Here, the researchers looked to prognosticate which patients would respond better to de-escalated treatment. The study authors assessed how patients’ tumors and subtypes responded to the short-term treatment by looking at Ki67 levels and changes in gene-signature expressions.
Key Study Findings
A total of 79% of luminal B tumors at baseline shifted to luminal A subtypes after 2 weeks of treatment with aromatase inhibitors. Luminal A tumors were associated with a better time to recurrence compared with tumors that were still luminal B after treatment (hazard ratio [HR] = 0.2; 95% confidence interval [CI] = 0.06–0.72; P = .01).

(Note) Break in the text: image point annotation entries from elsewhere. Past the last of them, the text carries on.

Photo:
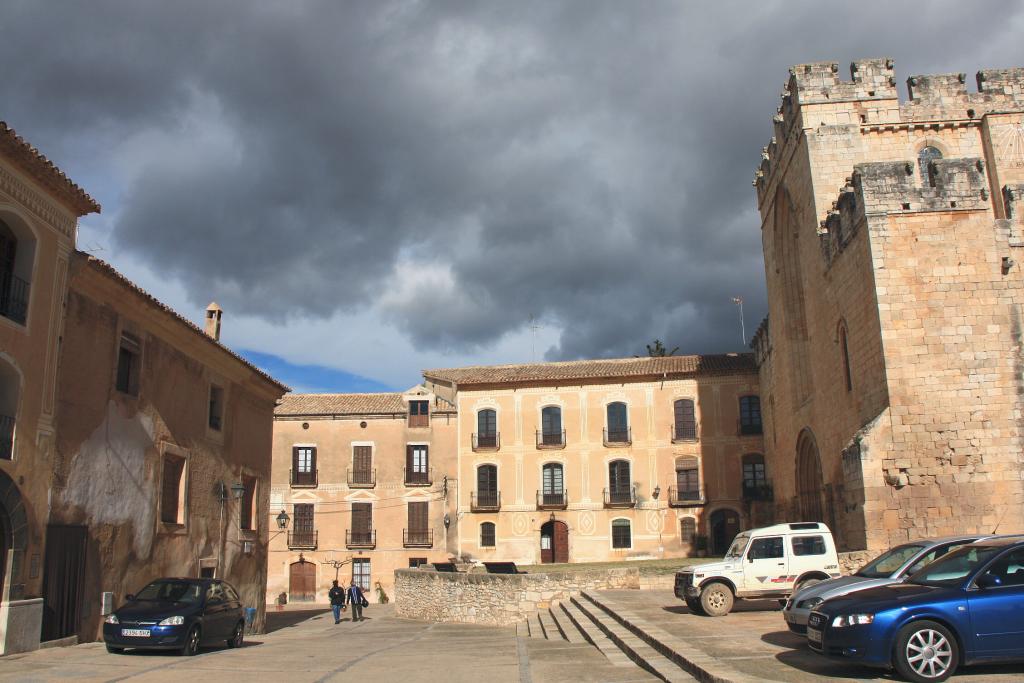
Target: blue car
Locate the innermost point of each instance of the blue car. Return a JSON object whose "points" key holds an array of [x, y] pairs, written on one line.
{"points": [[967, 607], [180, 614]]}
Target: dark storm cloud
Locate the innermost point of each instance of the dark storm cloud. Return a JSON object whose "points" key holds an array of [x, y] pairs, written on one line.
{"points": [[462, 167]]}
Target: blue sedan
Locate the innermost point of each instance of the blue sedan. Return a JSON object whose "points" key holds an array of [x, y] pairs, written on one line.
{"points": [[965, 608]]}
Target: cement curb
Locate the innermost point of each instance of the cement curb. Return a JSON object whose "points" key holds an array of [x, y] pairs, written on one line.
{"points": [[699, 665]]}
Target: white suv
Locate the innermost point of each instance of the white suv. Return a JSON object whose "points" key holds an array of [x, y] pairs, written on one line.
{"points": [[769, 562]]}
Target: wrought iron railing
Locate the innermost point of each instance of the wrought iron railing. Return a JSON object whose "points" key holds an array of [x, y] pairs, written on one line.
{"points": [[551, 439], [360, 538], [302, 539], [621, 498], [418, 538], [303, 478], [486, 441], [552, 500], [487, 501], [359, 478]]}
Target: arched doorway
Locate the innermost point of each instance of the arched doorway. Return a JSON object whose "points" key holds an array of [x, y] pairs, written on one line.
{"points": [[302, 582], [554, 542], [724, 527], [809, 482]]}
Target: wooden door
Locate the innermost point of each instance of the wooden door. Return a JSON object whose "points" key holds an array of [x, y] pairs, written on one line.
{"points": [[302, 582], [64, 580], [560, 542]]}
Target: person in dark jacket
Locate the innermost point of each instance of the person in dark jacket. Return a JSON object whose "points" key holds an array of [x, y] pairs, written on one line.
{"points": [[355, 598], [337, 596]]}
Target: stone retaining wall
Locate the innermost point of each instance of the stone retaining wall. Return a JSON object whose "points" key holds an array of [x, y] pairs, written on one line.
{"points": [[496, 599]]}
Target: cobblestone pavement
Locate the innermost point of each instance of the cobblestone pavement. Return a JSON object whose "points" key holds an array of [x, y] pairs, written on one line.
{"points": [[755, 641], [307, 646]]}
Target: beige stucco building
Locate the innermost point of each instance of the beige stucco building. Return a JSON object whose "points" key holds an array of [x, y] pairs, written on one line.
{"points": [[892, 238], [602, 460], [369, 484]]}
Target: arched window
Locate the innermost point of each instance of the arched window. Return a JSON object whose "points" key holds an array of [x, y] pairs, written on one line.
{"points": [[755, 480], [622, 536], [687, 530], [552, 433], [925, 159], [486, 487], [686, 421], [619, 428], [16, 255], [844, 348], [750, 415], [10, 386], [620, 483], [687, 480], [487, 535], [486, 429]]}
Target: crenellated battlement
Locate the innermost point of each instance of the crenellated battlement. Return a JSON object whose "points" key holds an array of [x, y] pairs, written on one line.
{"points": [[815, 97], [892, 187]]}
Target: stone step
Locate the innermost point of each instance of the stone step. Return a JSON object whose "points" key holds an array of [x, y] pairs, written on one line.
{"points": [[595, 636], [686, 656], [569, 631], [551, 631], [634, 647]]}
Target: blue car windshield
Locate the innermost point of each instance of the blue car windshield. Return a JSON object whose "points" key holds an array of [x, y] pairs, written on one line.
{"points": [[889, 562], [954, 567], [171, 591]]}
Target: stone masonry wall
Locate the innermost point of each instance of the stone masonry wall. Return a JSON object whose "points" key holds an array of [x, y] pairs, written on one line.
{"points": [[495, 599]]}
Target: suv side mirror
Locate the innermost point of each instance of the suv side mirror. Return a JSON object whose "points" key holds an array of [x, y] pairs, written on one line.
{"points": [[988, 581]]}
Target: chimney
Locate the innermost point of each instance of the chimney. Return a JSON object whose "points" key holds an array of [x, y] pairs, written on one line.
{"points": [[213, 313]]}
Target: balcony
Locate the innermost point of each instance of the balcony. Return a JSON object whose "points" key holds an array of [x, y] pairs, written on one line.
{"points": [[617, 437], [303, 479], [685, 498], [552, 501], [751, 429], [416, 478], [6, 437], [361, 478], [364, 539], [621, 498], [418, 538], [684, 433], [485, 502], [551, 439], [760, 491], [486, 441], [304, 540], [13, 297]]}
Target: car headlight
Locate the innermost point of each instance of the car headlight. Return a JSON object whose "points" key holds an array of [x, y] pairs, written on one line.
{"points": [[852, 620]]}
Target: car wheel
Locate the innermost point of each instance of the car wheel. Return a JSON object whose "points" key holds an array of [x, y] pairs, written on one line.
{"points": [[694, 605], [238, 635], [716, 599], [926, 652], [190, 648]]}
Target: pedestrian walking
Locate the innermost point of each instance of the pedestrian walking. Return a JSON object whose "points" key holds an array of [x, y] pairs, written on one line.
{"points": [[337, 596], [356, 601]]}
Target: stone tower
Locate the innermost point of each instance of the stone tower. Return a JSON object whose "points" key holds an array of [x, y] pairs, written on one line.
{"points": [[891, 360]]}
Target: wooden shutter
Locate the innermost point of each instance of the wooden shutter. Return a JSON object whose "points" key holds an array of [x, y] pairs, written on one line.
{"points": [[418, 516]]}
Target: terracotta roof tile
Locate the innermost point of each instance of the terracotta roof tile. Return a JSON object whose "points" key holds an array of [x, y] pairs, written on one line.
{"points": [[41, 169], [606, 369], [109, 270]]}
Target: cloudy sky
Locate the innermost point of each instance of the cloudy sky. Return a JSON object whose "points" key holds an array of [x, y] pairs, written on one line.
{"points": [[370, 188]]}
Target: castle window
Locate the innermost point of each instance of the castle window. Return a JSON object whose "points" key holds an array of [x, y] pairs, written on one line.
{"points": [[925, 159]]}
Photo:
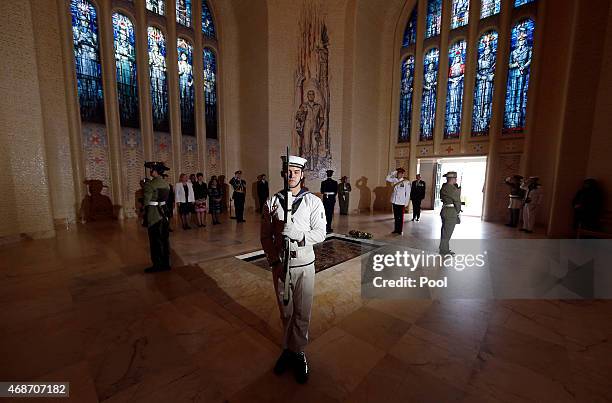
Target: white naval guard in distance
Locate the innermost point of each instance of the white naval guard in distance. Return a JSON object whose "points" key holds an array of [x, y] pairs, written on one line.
{"points": [[306, 228]]}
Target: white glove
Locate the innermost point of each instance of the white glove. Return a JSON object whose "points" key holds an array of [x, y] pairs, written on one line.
{"points": [[293, 233]]}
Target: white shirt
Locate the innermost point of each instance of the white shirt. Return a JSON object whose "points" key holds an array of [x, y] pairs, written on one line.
{"points": [[308, 217], [401, 189], [179, 193]]}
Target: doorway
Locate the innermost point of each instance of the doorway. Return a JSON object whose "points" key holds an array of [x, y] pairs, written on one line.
{"points": [[471, 173]]}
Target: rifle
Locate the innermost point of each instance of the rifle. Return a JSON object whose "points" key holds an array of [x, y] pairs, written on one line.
{"points": [[286, 240]]}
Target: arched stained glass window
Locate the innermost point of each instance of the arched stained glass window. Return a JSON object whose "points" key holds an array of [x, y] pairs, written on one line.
{"points": [[489, 8], [210, 92], [519, 67], [158, 74], [208, 25], [461, 11], [429, 97], [186, 90], [157, 6], [183, 12], [410, 31], [454, 94], [406, 92], [518, 3], [125, 63], [483, 87], [87, 60], [434, 18]]}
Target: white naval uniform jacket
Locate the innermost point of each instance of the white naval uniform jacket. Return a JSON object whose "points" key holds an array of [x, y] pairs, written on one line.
{"points": [[401, 191], [308, 216]]}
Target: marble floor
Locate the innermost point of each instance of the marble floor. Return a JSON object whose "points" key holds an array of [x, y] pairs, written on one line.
{"points": [[78, 308]]}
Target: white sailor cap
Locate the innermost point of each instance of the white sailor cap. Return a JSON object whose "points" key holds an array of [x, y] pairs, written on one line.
{"points": [[295, 161]]}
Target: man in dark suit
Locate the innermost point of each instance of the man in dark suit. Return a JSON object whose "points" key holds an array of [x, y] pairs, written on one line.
{"points": [[263, 190], [329, 190], [417, 194]]}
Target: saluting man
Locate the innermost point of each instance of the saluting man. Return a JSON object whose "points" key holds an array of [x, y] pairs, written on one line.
{"points": [[156, 193], [329, 190], [450, 194], [306, 228], [399, 198]]}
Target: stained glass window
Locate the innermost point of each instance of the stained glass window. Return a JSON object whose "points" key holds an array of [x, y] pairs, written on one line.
{"points": [[157, 6], [489, 8], [406, 92], [429, 97], [125, 62], [159, 79], [434, 18], [186, 91], [87, 60], [483, 87], [519, 67], [461, 11], [208, 25], [518, 3], [210, 92], [410, 31], [454, 93], [183, 12]]}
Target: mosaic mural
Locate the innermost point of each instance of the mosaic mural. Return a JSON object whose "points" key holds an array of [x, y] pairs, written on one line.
{"points": [[312, 94], [213, 157], [162, 149], [133, 167], [189, 155], [95, 153]]}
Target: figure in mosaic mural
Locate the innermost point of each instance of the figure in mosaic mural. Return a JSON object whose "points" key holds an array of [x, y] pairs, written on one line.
{"points": [[310, 135]]}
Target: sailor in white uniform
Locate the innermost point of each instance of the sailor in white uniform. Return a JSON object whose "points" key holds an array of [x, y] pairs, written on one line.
{"points": [[306, 228]]}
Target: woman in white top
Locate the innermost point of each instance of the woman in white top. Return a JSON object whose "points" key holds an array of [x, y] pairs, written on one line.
{"points": [[184, 198]]}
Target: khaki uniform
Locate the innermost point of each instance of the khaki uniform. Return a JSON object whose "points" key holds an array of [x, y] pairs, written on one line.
{"points": [[451, 206], [308, 216]]}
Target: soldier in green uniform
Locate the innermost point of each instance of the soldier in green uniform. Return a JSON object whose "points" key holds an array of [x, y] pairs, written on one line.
{"points": [[156, 192], [450, 194]]}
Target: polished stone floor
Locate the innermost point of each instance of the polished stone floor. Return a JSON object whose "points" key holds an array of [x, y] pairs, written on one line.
{"points": [[78, 308]]}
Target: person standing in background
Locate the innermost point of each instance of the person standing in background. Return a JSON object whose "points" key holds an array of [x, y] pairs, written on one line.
{"points": [[200, 191], [399, 198], [239, 195], [263, 191], [183, 192], [215, 194], [329, 190], [417, 194], [344, 191]]}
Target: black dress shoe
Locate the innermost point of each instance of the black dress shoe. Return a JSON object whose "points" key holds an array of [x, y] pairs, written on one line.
{"points": [[301, 370], [154, 269], [284, 361]]}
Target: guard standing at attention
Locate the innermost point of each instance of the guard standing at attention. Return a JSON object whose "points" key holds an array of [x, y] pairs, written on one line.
{"points": [[329, 190], [399, 198], [344, 191], [305, 228], [239, 195], [156, 193], [450, 194]]}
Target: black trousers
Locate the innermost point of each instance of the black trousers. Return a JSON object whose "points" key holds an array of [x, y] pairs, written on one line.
{"points": [[416, 209], [329, 203], [239, 205], [398, 216], [159, 243]]}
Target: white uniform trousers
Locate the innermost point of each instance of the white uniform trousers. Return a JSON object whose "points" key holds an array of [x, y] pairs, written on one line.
{"points": [[296, 315]]}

Tumors that remained luminal A after treatment showed the lowest risk of relapse. The researchers suggested that these patients should continue with 5 years of hormonal therapy without the addition of more aggressive treatments.
For patients with luminal B tumors that did not shift with treatment, their disease was at least 1.5 times more likely to relapse. For these patients, the researchers recommended more intensive treatments with the addition of a CDK4/6 inhibitor.
“This research offers insight into how the biology of some breast cancers changes in response to hormone therapy. I look forward to seeing how these findings inform treatment decisions in the future—helping some patients avoid unnecessary side effects while ensuring that those with more aggressive tumors are offered alternative and more effective drugs,” stated Kristian Helin, PhD, MSc, Chief Executive Officer, The Institute of Cancer Research.
Disclosure: The study was funded by The Institute of Cancer Research. For full disclosures of the study authors, visit thelancet.com.